What is plantain?
These tropical mainstays look like oversize bananas and taste a bit like them, too. But plantains (which can be pronounced plan-tins or plan-tanes), or plátanos machos in Spanish, are like three fruits in one because they can be eaten at three distinct stages of ripeness, each with a different texture and flavor. Unripe, with green peels, they’re firm and starchy with a potato-like flavor that has subtle banana and peanut notes.When the peels are yellow with brown spots, they’re partially ripe and slightly softer, with a delicately sweet flavor that’s a mix between banana and butternut squash. And in their ripest state, when their peels are dark brown or black, they have a creamy texture and a buttery taste. This diversity makes these so-called cooking bananas a favorite in hot climates around the world.
How to choose plantains
Plantains are available year-round in Latin, Caribbean, Asian, and African markets, in addition to well-stocked grocery stores.
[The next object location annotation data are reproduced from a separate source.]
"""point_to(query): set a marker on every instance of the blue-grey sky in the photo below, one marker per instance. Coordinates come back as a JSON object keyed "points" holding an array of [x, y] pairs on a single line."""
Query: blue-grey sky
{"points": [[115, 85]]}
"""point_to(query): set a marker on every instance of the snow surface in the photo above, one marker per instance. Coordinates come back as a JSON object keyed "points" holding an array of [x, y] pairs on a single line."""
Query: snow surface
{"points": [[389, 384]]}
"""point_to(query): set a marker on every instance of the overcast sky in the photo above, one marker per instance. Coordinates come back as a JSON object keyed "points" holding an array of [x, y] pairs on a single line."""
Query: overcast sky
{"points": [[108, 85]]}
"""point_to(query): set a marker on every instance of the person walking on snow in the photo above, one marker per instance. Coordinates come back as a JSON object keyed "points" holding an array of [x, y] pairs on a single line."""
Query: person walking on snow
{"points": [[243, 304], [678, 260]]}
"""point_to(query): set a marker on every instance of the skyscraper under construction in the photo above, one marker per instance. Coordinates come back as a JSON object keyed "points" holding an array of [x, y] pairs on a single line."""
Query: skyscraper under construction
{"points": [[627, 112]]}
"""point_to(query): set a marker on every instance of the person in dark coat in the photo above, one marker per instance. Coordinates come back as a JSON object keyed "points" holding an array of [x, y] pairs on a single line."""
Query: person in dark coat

Select those with the fewest blemishes and no mold on the peels, which should be firm and give only slightly under pressure at any stage of ripeness.
How to prep plantains ?
Before they ripen fully, plantains can be difficult to peel. The easiest way is to slice off both ends, then score along the bulging seam. Gently pry open the slit and slide your fingers under the peel to remove it.
How to preserve plantains ?
To preserve plantains at a desired stage of ripeness, peel them and freeze them whole, well wrapped in plastic.
How to store plantains?
Plantains should be stored at room temperature out of direct light. Green ones will ripen to dark brown or black in two to three weeks. Once completely ripe, they can remain at room temperature for three to five days.